WASHINGTON — President Donald Trump lashed out Monday at critics who prompted him to move next year’s Group of Seven summit from his private golf club in Florida, claiming he would have hosted it for free and now it will end up costing taxpayers “a fortune.”

Speaking at a Cabinet meeting, Trump said it would have been the greatest G-7 ever if held at his Doral resort outside Miami but "Democrats went crazy" with criticisms that he would have violated the "phony" emoluments clause in the Constitution banning presidents from receiving gifts from foreign countries.

"I was willing to do this for free," Trump said Monday, comparing it to his decision not to take his $400,000 presidential salary. "It will cost a fortune for the country."

Trump brushed aside the criticism that hosting the summit would have been one big promotion for his brand. "You don't think I get enough promotion? I get more promotion than any human being that's ever lived."

Trump reversed course Saturday on hosting the G-7 at Doral after Republicans joined Democrats raising alarm. His acting chief of staff Mick Mulvaney said that the president had realized that "it looks lousy" to steer business to his own property.
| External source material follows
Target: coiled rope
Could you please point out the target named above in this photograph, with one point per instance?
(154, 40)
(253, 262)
Mulvaney said last week that the Doral was "far and away" the best venue because of its location near the Miami airport and separate buildings to host each country's delegation.

RELATED: Mulvaney getting second-guessed on his defense of Trump

Mulvaney listed more than a half dozen states visited in the screening process, including Tennessee, North Carolina, Hawaii, and Utah. But convention, economic development, and tourism officials in several of those states said they were unaware of any visits, and some didn’t even know their state was in the running.

Trump had earlier tweeted the presidential retreat at Camp David, Maryland, as an alternate location but wasn't specific when asked at the Cabinet meeting where the summit will be now.

“I don’t think it will be as exciting,” he said.